Keynote & Tutorial
Keynote: Thursday, August 14, 1:45 - 3:45 pm, Room TBA
Tutorial: Thursday, August 14, 4:15 - 6:00 pm, Room TBA
Uncovering algorithms of visual cognition with multilevel computational theories
Ilker Yildirim1, Mario Belledonne1, Wenyan Bi1; 1Yale University
Abstract
There lies a great distance between the incoming sensory inputs and the percepts and thoughts we experience about the world, including rich representations of objects, places, agents, and events. What are the formats of these representations? How are they inferred from sensory inputs? And how do they support the rest of cognition, including reasoning and decision-making? This K&T will introduce a reverse-engineering framework to address these questions: Multilevel Computational Theories (MCTs). At the core, MCTs hypothesize that the brain builds and manipulates ‘world models’ — i.e., structure-preserving, behaviorally efficacious representations of the physical world. By leveraging advancements in probabilistic computing, computer graphics, dynamical systems, and machine learning, MCTs offer sophisticated, richly testable algorithmic formulations of visual cognition, thus penetrating neural and psychological phenomena. For pedagogical reasons, the talk and the tutorial will center around a case study of modeling the visual perception of physical scenes. The talk will present a computational model of soft object perception as probabilistic inference over a simulation-based generative model of “soft-body dynamics”. The model takes as input cloth animations, computes a posterior distribution over the physical properties of the cloth (stiffness, mass) and the scene (e.g., wind), and makes a decision by matching cloths over an individual physical property. With these components, the model explains human visual processing across both psychophysical and fMRI experiments. The tutorial will cover the core components of this model in a simpler physical domain, introducing the audience to the toolkit necessary to implement such a model — probabilistic programming and physics-engine-based generative models.
Tutorial Outline
This tutorial will introduce a reverse-engineering approach, Multilevel Computational Theories (MCTs), to the CCN community, broadening the modeling toolbox beyond the more common deep learning approaches. The tutorial will have a pedagogical focus on the domain of the visual perception of physical scenes.
This tutorial will be most useful to researchers interested in building computational models; even though our focus will be on perception and visual cognition, MCTs have broader applicability beyond these domains. Instances of MCTs can make contact with quantitative psychophysics as well as neuroscience experiments (as the talk will demonstrate). Therefore, audience members using both behavioral and neural approaches will benefit from the tutorial. The most closely relevant technical background for the specific model we will cover is familiarity with Bayesian inference and programming experience in Julia or Python.

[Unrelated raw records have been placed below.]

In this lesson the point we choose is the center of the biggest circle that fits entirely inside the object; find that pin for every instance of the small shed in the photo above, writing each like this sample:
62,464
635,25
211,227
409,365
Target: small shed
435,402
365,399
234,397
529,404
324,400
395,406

The flow of the tutorial will be as follows.
- Introduce the probabilistic programming package Gen with a toy inference problem. This will include coding a simple generative model, introducing the key data structure “trace” of Gen, and a simple inference procedure.
- Introduce the PhysGen package, which provides an interface for safely implementing simulation-based generative models in Gen.
- Implement a world model using the PhysGen: a simulation-based generative model of a ball bouncing on a surface. This generative model involves prior distributions over physical variables such as elasticity and mass, and the initial position and velocity of the ball.
- Implement an approximate Bayesian inference procedure to condition this world model on sensory inputs using the particle filtering algorithm. This algorithm approximates a posterior distribution — i.e., a perceived world model.
- Implement a decision-making module that transforms the perceived world model into a decision in a 2AFC match-to-sample task.
The tutorial will be implemented using Jupyter notebooks and Google Colab. A current implementation can be found here: https://github.com/CNCLgithub/Algorithms-of-the-Mind/blob/main/labs/lab-06/bouncing-balls.ipynb. We will ensure that the tutorial is self-contained and the material is broadly accessible, providing any necessary background accordingly.